Winner

The 2011 PEN/ESPN Award for Literary Sports Writing went to George Dohrmann for Play Their Hearts Out (Ballantine Books).

The $5,000 PEN/ESPN Award for Literary Sports Writing honors a nonfiction book about sports. Eligible titles should be of a biographical, investigative, historical, or analytical nature and of the strongest literary character.

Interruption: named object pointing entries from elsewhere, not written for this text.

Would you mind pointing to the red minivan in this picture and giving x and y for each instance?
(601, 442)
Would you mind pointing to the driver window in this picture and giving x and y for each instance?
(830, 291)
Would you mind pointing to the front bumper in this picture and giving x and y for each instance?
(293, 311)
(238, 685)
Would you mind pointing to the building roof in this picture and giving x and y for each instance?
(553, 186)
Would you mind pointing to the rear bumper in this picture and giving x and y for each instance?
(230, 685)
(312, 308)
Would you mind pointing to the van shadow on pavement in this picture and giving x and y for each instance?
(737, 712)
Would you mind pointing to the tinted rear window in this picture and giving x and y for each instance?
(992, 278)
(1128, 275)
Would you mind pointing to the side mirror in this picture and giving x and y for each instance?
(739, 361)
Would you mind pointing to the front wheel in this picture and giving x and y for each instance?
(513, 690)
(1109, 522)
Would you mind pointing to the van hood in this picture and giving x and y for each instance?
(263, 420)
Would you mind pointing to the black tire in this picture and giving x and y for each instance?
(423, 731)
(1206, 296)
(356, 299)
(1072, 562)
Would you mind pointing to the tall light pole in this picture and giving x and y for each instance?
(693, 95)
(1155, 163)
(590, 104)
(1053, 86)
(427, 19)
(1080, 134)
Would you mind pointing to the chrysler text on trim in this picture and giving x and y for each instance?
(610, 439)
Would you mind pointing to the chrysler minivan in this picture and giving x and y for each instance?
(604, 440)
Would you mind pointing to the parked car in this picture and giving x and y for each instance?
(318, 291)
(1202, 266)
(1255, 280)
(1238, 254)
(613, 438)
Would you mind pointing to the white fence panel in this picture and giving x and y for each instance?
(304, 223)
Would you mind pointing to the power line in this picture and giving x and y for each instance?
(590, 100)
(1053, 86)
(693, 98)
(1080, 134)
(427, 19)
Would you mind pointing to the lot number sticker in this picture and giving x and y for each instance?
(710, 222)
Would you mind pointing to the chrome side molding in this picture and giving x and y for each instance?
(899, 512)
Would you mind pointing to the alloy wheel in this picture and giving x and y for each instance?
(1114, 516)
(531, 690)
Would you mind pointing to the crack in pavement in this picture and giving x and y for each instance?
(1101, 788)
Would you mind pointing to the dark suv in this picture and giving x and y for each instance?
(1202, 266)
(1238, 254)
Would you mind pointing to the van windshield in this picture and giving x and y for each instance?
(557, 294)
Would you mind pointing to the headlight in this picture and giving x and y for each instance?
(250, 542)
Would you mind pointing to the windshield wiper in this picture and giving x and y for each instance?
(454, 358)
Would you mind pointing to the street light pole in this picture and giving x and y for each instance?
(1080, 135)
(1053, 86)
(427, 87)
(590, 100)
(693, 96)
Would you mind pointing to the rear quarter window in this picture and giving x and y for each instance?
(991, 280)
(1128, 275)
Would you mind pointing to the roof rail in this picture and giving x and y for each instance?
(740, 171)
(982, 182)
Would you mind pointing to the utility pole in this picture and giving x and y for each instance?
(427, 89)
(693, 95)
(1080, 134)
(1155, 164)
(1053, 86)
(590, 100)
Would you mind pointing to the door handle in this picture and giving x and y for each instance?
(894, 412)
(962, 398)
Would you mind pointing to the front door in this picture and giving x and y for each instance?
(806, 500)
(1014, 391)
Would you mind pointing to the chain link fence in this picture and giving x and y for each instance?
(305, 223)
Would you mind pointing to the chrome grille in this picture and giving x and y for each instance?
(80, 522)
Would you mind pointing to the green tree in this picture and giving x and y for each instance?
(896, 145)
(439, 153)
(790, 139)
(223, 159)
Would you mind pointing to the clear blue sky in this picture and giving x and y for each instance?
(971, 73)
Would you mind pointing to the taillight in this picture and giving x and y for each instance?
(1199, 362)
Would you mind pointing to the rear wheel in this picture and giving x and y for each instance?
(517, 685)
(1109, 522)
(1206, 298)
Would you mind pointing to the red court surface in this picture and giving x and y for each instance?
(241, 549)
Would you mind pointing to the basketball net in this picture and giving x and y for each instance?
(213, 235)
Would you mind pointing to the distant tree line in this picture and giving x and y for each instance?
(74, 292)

The inaugural PEN/ESPN Award for Literary Sports Writing honored A Terrible Splendor by Marshall Jon Fisher. The judges were Robert Lipsyte, Tim O’Brien, and Susan Orlean.

2011 Judges

Buzz Bissinger, Madeleine Blais, Phillip Lopate

From The Judges’ Citation

“George Dohrmann’s Play Their Hearts Out: A Coach, His Star Recruit, and the Youth Basketball Machine examines a subculture we think we already know about, but is much more complicated, heart-wrenching, and Machiavellian than even our most strident imaginings. Readers will be taken aback by the degree to which the maniacal desire for athletic glory affects not just kids and their friends and families but also coaches and recruiters. Dohrmann is himself a world champion at hanging out, devoting nine years in pursuit of this subject. His in-depth research has yielded stunning details and resulted in an intimate sense of these people’s lives. The moral passion, indeed anger, animating his book is impressive: there are no punches pulled, no judgments waffled, but at the same time a scrupulous fairness amounting to wisdom illuminates the whole enterprise. An amazing blend of writing and reporting, Play Their Hearts Out is a book other journalists who write about sports should read and treasure for future inspiration.”